Muito perfeita na execução — “tenho vaidade de fazer bem”, diz —, faz para o TASA tampas de potes e delicadas malas de caminhada com folha de palma entrançada. Já ganhou vários prémios do Instituto de Formação Profissional — foi num dos seus cursos que aprendeu a arte — e está sempre a experimentar. “Gosto que venham cá [os designers] porque explicam muito bem, com muito cuidado. E mesmo para mim, que tenho a quarta classe feita há 64 anos. Têm de vir pessoas de fora porque numa terra em que os outros sabem o mesmo ou até menos do que a gente não se evolui, não se aprende.”
Começar na empreita não foi fácil — “quando nós não sabemos, as nossas mãos também não sabem e mesmo que o cérebro pense como se faz, elas não se ajustam” —, levou tempo. “Só se pode começar velha, como eu comecei. Também experimentei o esparto, mas até chorava. Era muito duro.”

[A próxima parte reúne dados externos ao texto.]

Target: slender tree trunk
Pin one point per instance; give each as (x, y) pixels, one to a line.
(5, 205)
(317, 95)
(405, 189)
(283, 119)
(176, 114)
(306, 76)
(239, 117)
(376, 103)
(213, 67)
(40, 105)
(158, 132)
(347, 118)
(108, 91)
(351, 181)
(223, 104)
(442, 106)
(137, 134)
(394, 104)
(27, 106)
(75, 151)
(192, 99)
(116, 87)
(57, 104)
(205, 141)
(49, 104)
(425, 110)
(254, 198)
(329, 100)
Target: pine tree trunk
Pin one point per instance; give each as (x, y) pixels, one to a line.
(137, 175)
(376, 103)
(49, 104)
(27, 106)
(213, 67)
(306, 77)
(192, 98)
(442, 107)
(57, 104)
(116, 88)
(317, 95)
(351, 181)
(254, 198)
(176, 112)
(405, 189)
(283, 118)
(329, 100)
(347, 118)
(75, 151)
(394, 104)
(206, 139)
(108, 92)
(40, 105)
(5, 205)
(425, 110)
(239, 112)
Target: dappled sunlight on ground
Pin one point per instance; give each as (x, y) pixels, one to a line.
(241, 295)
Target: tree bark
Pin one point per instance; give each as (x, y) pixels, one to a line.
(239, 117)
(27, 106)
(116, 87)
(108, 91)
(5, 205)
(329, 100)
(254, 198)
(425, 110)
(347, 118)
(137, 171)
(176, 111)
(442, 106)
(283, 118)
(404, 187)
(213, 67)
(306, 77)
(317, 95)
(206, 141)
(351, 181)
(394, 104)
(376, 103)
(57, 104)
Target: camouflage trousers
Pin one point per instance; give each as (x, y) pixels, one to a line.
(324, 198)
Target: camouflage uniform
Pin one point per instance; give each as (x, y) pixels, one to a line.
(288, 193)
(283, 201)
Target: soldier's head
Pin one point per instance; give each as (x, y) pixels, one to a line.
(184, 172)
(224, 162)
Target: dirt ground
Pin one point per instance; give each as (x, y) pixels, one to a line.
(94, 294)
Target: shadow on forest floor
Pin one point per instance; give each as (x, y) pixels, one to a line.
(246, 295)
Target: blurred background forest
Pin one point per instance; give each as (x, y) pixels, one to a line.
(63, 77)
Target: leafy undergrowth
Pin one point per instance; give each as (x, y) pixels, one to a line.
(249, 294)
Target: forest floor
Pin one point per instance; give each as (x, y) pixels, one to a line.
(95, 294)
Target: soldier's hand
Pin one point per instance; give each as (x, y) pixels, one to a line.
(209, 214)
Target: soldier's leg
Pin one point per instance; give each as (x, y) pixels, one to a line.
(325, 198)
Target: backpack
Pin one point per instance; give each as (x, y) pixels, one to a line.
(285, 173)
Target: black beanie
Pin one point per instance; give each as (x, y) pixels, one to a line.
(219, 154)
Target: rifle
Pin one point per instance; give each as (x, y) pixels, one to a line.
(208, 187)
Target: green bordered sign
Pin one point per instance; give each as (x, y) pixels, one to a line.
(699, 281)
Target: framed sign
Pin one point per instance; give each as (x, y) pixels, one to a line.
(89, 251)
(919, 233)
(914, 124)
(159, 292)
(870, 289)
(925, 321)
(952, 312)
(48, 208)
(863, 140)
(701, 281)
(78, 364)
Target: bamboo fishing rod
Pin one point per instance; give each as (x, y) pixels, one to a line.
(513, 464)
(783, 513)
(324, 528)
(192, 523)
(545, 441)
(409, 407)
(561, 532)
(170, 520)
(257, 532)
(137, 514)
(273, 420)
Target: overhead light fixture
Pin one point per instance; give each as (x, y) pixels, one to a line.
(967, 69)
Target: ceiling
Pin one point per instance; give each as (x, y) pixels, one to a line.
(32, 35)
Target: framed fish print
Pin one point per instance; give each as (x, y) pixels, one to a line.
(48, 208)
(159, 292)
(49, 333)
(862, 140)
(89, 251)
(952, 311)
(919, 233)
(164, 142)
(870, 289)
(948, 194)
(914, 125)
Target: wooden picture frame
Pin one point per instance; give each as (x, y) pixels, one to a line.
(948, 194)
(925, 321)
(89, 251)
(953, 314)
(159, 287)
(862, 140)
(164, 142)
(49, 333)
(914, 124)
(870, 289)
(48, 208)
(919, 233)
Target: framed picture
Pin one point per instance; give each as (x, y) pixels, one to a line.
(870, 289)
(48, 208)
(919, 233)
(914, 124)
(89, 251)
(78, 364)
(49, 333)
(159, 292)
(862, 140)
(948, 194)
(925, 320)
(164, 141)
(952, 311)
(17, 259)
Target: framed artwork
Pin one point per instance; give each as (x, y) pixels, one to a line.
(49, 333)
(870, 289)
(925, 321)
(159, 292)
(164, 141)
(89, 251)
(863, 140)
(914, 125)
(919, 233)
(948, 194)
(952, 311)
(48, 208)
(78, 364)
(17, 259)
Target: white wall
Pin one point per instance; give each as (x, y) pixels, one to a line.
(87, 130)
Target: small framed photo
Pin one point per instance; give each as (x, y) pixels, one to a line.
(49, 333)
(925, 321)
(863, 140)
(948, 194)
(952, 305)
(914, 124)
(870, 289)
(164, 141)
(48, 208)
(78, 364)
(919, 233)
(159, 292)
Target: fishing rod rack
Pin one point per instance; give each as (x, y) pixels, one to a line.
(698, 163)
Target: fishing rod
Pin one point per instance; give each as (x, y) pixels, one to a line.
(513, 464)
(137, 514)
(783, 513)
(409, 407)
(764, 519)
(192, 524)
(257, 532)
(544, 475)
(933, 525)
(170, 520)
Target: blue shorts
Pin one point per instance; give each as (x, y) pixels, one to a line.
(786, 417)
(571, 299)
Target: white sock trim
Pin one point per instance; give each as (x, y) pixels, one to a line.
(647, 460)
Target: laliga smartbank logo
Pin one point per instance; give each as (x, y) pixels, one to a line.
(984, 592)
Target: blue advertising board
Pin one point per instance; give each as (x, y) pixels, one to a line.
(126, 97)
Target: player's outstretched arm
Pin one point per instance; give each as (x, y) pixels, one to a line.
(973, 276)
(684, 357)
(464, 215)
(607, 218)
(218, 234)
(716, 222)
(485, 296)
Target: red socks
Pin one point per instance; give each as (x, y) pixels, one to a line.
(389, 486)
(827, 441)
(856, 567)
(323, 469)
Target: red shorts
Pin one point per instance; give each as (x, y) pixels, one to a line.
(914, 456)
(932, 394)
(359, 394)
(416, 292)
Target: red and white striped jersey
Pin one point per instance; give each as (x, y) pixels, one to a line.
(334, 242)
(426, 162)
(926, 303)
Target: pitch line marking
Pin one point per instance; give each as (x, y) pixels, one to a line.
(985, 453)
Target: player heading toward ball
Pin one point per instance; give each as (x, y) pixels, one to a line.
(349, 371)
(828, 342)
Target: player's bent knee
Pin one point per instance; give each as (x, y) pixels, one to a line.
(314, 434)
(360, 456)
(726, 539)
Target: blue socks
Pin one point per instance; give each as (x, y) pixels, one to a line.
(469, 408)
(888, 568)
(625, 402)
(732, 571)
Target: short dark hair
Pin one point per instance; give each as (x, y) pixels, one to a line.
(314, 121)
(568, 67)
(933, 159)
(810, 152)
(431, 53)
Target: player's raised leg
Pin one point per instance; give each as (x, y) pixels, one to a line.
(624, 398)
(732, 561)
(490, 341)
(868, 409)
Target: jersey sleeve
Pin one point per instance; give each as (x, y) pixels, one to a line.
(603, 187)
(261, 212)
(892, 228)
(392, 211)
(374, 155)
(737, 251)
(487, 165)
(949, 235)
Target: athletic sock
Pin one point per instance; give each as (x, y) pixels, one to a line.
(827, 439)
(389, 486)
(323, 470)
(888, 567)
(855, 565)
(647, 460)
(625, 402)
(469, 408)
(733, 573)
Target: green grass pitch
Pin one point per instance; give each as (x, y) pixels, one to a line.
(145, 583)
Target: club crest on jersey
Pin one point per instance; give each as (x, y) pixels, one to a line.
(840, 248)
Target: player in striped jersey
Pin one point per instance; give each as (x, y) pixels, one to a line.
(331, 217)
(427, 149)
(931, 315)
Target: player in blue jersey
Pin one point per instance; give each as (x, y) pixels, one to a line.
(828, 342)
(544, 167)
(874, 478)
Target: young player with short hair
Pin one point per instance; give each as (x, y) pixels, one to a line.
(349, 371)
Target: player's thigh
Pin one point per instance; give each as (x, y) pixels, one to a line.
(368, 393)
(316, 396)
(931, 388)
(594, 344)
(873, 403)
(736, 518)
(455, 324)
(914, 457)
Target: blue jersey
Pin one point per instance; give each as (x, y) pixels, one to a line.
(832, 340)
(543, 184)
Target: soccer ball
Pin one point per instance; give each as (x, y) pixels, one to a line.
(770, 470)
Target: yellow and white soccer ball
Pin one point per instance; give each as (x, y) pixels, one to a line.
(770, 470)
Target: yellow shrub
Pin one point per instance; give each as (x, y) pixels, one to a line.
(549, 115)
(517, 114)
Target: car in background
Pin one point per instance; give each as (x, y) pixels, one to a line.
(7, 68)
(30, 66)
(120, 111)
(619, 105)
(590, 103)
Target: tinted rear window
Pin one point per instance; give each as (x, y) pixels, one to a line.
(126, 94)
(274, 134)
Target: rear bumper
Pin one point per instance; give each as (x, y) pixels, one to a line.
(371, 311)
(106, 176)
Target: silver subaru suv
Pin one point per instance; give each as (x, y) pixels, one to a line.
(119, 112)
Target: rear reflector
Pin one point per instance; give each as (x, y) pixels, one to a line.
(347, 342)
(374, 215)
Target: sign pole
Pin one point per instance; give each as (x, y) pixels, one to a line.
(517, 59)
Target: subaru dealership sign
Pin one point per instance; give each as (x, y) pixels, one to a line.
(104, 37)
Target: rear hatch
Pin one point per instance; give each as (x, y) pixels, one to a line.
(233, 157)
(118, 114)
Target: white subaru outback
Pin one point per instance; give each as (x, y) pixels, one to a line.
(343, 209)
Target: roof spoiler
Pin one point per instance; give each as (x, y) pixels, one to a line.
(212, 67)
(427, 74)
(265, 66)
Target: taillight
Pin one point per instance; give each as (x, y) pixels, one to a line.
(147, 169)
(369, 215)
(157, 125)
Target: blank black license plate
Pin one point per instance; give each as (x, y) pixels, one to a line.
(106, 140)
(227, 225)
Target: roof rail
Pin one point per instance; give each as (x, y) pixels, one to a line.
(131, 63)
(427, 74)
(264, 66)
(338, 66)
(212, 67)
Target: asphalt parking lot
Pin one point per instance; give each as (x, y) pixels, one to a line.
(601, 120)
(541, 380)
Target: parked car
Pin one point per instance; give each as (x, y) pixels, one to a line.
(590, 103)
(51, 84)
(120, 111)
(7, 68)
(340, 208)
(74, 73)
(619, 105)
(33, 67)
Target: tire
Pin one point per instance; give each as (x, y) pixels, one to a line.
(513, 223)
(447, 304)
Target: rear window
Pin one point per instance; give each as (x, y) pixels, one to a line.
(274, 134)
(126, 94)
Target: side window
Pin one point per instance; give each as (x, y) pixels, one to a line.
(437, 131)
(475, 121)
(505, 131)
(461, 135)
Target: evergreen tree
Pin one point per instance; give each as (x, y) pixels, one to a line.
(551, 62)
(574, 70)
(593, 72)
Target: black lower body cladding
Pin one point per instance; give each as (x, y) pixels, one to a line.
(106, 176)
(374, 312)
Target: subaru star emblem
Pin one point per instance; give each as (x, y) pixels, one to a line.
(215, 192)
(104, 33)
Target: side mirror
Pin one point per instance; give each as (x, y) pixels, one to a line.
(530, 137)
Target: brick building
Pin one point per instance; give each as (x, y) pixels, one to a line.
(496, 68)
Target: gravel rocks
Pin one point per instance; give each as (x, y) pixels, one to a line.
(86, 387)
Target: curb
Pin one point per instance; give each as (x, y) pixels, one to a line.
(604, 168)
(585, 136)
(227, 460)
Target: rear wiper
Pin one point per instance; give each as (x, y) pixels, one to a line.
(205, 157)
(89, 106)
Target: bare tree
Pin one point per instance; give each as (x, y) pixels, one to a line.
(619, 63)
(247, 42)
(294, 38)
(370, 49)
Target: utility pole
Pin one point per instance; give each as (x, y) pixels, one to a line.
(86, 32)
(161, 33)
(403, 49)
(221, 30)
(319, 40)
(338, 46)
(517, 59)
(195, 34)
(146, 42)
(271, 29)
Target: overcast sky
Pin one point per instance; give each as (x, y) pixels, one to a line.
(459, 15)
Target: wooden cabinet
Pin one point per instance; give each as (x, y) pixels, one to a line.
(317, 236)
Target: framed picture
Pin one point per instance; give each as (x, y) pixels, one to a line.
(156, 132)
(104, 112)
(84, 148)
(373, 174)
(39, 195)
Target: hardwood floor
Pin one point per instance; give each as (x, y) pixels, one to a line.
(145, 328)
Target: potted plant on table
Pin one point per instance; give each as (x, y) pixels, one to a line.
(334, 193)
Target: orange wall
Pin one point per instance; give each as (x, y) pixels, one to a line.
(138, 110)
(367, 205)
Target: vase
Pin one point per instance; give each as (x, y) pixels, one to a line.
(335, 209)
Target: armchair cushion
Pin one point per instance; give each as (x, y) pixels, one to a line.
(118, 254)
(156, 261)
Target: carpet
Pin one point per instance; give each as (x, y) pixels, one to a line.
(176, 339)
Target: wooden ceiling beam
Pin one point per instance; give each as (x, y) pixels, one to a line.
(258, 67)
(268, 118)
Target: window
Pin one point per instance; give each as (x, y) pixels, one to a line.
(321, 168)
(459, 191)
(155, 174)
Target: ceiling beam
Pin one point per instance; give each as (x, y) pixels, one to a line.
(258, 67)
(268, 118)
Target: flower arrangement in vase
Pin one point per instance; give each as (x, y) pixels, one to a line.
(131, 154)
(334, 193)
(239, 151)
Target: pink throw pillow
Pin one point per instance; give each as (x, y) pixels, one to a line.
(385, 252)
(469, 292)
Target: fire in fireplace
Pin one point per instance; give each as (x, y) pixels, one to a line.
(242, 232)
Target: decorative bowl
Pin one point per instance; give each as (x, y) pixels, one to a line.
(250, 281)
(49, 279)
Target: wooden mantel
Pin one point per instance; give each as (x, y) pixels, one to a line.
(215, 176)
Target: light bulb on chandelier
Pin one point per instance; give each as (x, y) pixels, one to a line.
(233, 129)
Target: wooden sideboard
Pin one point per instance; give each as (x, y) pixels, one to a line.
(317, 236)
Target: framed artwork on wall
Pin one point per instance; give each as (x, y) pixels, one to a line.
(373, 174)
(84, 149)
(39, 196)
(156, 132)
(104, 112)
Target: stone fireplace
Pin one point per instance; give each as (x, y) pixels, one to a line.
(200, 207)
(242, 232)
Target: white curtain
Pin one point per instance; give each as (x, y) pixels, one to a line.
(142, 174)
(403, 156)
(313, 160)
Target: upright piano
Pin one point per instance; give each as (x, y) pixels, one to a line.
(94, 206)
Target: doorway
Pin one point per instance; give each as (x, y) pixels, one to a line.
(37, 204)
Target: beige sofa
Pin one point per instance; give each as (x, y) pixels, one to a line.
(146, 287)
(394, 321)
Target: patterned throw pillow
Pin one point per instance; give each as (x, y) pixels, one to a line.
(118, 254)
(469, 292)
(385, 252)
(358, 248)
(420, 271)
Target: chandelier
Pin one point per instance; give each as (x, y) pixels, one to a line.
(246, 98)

Tudo o que Cremilde Lourenço leva às feiras, assegura João Ministro, desaparece em segundos, de tão cuidadas são as peças. Esta artesã, que passa quase todos os tempos livres na sua salinha de costura, ainda tem tempo para “inventar árvores” para a festa da espiga, como aquela amendoeira que hoje tem na sala, com 500 flores em papel de seda. “Os filhos e os netos querem outras coisas, mas eu quero isto. Quando estou a trabalhar, não sinto passar o tempo, não tenho vagar.”